Adynovate Helps Prevent, Treat Pediatric Hemophilia A, Study Finds
A study presented at American Society of Hematology’s (ASH) annual meeting and exposition shows that Adynovate is effective for the prevention and treatment of severe pediatric Hemophilia A (HA).
Eric Mullins, MD and his colleagues from the Cancer and Blood Diseases Institute at Cincinnati Children’s Hospital Medical Center presented their work “Pegylated Full-Length Recombinant Factor VIII with Extended Half-Life in Previously Treated Pediatric Patients with Hemophilia Α: Efficacy of Prophylaxis and Treatment By Time (of Day/of Week) of Occurrence of Bleeding” at the ASH annual meeting in San Diego, Calif., in December.
Adynovate (Bax 855, Baxalta) is a PEGylated version of the full-length recombinant Factor VIII (FVIII), Advate. PEGylation masks the drug from the host’s immune system and increases its half-life, allowing it to remain in circulation longer.
In children with HA, avoiding additional complications such as bleeding into the joints and specific forms of arthritis, is a major concern. Timing FVIII infusions to cover periods of physical activity, as well as adherence to treatments, also are significant concerns. Adynovate, with its longer half-life, may alleviate some of these concerns.
The drug’s efficacy was assessed in a Phase 3, prospective, multi-center clinical trial that included patients under the age of 12 previously treated for severe HA. Sixty-six patients were enrolled in the study. Just fewer than half the patients were less than 6 years old.
The researchers assessed annualized bleeding rates (ABR) at different times of day (morning, afternoon, evening) and between weekdays and weekends. The mean dose of BAX 855 was 51.1U/kg. On average, 1.8 infusions per week were given for an average period of 48.5 days.
Results from this study show patients had higher bleeding rates in the evening when compared to either afternoon or morning bleeding rates. The time between prophylaxis infusion and the bleeding event was similar at all times of the day. The interval between infusion and bleeding event was lower on weekends compared to weekdays. The researchers suggest that infusion was timed to cover the higher amount of activity expected on the weekends.

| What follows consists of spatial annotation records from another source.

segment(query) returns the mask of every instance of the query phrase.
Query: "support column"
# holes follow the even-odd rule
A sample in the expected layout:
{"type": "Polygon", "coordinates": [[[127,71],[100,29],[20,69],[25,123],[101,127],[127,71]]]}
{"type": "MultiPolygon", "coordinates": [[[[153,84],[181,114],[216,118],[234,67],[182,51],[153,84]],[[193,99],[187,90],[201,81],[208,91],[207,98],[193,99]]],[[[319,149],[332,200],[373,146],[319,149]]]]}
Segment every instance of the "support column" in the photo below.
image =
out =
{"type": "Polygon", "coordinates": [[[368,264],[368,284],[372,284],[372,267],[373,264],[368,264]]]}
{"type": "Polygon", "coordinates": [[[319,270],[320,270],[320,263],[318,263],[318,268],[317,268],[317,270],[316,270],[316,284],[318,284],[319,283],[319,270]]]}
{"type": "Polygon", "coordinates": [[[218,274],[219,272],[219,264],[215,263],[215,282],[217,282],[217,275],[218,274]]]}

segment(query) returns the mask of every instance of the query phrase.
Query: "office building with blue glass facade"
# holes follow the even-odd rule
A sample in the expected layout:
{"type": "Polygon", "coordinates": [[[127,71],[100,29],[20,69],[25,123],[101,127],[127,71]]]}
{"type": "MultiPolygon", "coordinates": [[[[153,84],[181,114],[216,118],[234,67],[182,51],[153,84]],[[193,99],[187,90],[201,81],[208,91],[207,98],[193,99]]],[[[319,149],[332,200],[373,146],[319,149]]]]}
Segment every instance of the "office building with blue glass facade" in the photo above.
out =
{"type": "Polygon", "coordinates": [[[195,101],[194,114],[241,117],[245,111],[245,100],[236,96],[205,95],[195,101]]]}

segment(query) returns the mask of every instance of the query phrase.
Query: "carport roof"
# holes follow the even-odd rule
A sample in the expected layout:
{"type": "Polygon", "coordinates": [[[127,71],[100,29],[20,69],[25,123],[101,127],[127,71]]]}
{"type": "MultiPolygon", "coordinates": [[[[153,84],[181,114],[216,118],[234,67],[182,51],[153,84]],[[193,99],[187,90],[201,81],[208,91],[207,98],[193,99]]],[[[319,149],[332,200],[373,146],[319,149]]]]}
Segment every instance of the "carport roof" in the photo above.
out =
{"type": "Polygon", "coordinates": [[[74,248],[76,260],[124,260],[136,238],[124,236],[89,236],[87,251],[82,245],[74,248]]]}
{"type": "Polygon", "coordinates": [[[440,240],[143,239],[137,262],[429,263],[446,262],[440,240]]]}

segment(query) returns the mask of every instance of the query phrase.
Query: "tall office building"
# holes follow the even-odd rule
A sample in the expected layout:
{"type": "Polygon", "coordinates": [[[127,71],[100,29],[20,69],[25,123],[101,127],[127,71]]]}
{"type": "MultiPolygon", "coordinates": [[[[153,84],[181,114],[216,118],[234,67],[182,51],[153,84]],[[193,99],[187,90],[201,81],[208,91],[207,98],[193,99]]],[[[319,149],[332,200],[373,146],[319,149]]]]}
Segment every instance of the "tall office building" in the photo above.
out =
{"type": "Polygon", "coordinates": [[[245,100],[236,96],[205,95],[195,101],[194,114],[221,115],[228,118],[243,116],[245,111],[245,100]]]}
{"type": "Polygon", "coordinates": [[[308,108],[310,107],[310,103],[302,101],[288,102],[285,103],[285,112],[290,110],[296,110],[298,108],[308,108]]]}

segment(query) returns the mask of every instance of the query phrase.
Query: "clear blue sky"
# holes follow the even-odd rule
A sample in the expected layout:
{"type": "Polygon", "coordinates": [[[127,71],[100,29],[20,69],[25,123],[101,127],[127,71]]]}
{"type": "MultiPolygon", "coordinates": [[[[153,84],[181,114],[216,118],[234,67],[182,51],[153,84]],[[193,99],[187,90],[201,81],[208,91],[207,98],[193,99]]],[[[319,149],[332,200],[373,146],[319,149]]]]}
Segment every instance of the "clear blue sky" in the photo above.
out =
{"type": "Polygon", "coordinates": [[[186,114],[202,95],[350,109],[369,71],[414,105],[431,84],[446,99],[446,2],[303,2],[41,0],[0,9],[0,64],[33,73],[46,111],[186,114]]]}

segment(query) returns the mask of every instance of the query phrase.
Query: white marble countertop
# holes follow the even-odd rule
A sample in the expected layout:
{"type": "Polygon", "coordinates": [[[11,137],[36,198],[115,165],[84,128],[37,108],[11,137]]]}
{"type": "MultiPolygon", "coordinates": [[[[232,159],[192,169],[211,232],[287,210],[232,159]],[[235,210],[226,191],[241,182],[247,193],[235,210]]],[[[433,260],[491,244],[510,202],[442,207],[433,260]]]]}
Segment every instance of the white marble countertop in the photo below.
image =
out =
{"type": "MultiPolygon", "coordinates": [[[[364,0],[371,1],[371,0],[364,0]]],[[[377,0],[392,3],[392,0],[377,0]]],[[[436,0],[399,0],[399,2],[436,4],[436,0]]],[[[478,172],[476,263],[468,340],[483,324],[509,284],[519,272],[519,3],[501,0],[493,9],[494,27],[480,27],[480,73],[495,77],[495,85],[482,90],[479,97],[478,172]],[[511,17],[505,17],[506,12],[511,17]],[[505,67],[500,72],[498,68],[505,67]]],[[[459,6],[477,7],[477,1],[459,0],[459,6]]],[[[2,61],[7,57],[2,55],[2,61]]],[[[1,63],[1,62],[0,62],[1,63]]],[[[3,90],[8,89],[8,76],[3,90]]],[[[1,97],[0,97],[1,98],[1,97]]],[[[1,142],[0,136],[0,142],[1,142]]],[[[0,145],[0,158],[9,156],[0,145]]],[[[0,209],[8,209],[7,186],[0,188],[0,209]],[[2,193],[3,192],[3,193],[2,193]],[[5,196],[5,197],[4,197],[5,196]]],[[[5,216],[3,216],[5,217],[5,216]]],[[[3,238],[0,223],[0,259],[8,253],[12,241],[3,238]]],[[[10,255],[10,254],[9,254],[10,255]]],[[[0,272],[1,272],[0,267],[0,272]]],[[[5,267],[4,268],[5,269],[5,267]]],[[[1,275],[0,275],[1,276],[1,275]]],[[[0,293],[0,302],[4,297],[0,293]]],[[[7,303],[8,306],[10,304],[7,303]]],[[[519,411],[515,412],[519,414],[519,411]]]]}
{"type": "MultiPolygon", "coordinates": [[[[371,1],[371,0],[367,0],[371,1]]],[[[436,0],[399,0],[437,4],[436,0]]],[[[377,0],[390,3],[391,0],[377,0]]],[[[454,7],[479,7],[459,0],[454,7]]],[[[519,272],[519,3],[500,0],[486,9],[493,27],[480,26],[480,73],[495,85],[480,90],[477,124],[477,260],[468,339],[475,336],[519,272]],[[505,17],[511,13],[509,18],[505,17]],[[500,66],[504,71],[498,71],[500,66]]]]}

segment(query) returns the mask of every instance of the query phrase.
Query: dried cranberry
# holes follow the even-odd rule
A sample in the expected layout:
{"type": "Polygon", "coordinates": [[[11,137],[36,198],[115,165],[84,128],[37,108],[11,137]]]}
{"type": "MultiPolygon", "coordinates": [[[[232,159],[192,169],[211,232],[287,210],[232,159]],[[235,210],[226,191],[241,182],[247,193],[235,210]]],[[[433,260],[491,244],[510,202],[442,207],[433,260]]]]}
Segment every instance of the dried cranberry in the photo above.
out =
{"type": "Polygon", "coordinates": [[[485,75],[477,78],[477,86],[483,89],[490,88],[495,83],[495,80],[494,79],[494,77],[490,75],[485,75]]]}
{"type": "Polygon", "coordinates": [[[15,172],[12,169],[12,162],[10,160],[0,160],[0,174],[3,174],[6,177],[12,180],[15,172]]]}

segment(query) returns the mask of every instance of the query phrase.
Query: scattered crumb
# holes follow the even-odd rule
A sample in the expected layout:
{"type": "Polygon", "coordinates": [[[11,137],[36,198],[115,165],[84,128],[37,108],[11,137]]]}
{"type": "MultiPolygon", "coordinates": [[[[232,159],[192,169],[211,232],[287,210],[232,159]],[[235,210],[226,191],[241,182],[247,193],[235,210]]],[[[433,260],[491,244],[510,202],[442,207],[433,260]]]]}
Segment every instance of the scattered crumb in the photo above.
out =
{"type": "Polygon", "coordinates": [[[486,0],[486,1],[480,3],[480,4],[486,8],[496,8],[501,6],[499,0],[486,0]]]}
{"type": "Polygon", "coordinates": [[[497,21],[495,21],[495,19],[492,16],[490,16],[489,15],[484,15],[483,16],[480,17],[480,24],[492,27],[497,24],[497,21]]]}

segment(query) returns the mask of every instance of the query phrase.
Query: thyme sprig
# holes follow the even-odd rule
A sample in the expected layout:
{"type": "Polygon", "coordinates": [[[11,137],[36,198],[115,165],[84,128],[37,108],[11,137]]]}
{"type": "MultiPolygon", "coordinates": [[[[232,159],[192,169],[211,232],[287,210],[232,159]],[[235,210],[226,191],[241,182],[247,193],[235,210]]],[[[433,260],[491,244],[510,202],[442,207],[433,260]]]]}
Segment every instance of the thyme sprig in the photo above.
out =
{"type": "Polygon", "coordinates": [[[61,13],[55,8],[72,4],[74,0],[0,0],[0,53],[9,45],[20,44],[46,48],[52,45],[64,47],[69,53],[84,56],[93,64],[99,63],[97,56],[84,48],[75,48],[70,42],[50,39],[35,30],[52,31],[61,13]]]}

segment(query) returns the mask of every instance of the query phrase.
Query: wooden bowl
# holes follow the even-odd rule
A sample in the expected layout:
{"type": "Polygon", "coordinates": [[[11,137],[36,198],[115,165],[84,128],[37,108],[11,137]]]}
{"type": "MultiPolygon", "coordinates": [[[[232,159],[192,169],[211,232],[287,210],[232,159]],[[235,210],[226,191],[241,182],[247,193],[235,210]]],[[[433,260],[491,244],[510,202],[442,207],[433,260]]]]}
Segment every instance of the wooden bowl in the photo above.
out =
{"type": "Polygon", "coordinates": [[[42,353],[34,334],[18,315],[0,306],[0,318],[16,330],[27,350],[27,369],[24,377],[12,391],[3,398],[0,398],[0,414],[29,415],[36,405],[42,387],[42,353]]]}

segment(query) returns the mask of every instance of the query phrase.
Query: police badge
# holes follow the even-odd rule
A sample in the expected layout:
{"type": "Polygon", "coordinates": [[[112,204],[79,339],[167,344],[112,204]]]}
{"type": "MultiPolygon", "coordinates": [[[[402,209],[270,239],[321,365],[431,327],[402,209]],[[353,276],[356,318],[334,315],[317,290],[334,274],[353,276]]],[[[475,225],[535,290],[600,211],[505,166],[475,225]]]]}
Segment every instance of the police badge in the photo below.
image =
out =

Interestingly, higher ABRs were observed on weekdays than on weekends, although bleeding severity was comparable. This suggests that timing of Adynovate infusion may be important. In general, higher ABRs also were seen in the older patient population.
Treatment with Adynovate was regarded as excellent or good in more than 85% of bleeding events, regardless of when the bleeding event occurred.
The authors concluded: “BAX 855 was shown to be effective for the prevention and treatment of bleeding in this patient population.”